Autoritratto su sfondo arancione
Nel 1936 Werner Berg, per la prima volta nella sua vita, fu travolto da una grossa crisi. Solo un anno prima, la polizia aveva ordinato la sospensione della sua mostra a Colonia, rovinando la sua reputazione e marcandolo come artista degenerato. Dopo l’inaspettata fine dell’amicizia con l’ammirato artista Herbert Boeckl, si ritrovò abbandonato a se stesso. Il collega di studi e poeta Kurt Sachsse, che nel 1931 si era trasferito assieme a Berg alla fattoria Rutar assumendone il ruolo di “gestore”, nel 1936 abbandonò la stessa a causa di incomprensioni, togliendosi poi la vita verso la fine dello stesso anno. Anche Werner Berg avverti il crollo del suo concetto di esistenza: l’arte, come punto di arrivo per sentirsi realizzati nella vita, aveva tutte le porte sbarrate, mentre l’attività agricola non era abbastanza proficua da poter sfamare una famiglia di sei membri.
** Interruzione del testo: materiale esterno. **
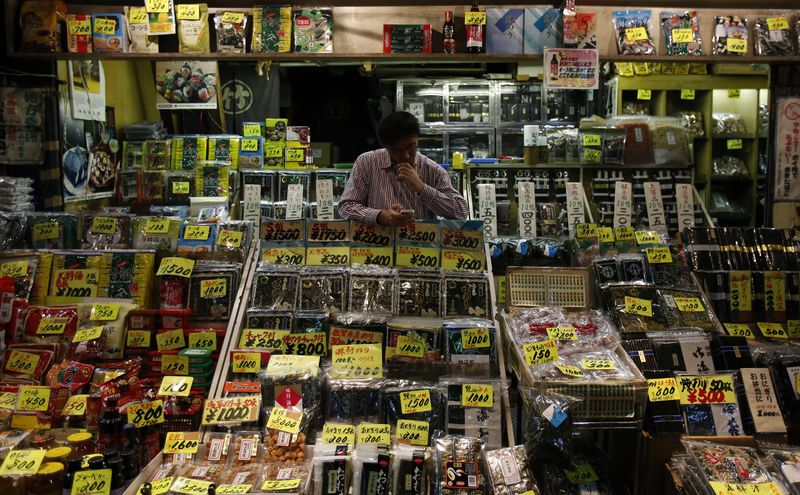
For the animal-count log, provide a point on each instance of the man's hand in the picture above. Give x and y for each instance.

Come se tutto fosse andato bruciato e distrutto, così lui è fermo con la faccia nel buio, davanti allo sfondo arancione del dipinto. La raffigurazione è più naturalistica ed esteriore rispetto ai dipinti degli anni precedenti – la strada verso il modernismo che Werner Berg aveva intrapreso pieno di tanta speranza, sembra ora chiusa per un tempo indeterminato.
Due autoritratti del 1936 segnalano la svolta. Il dubbio ricercato si tramuta in mancanza di fiducia, lo sguardo forzato, riflesso con la coda dell’occhio, diventa un segnale di inquietudine – quella propria e di chi gli sta di fronte.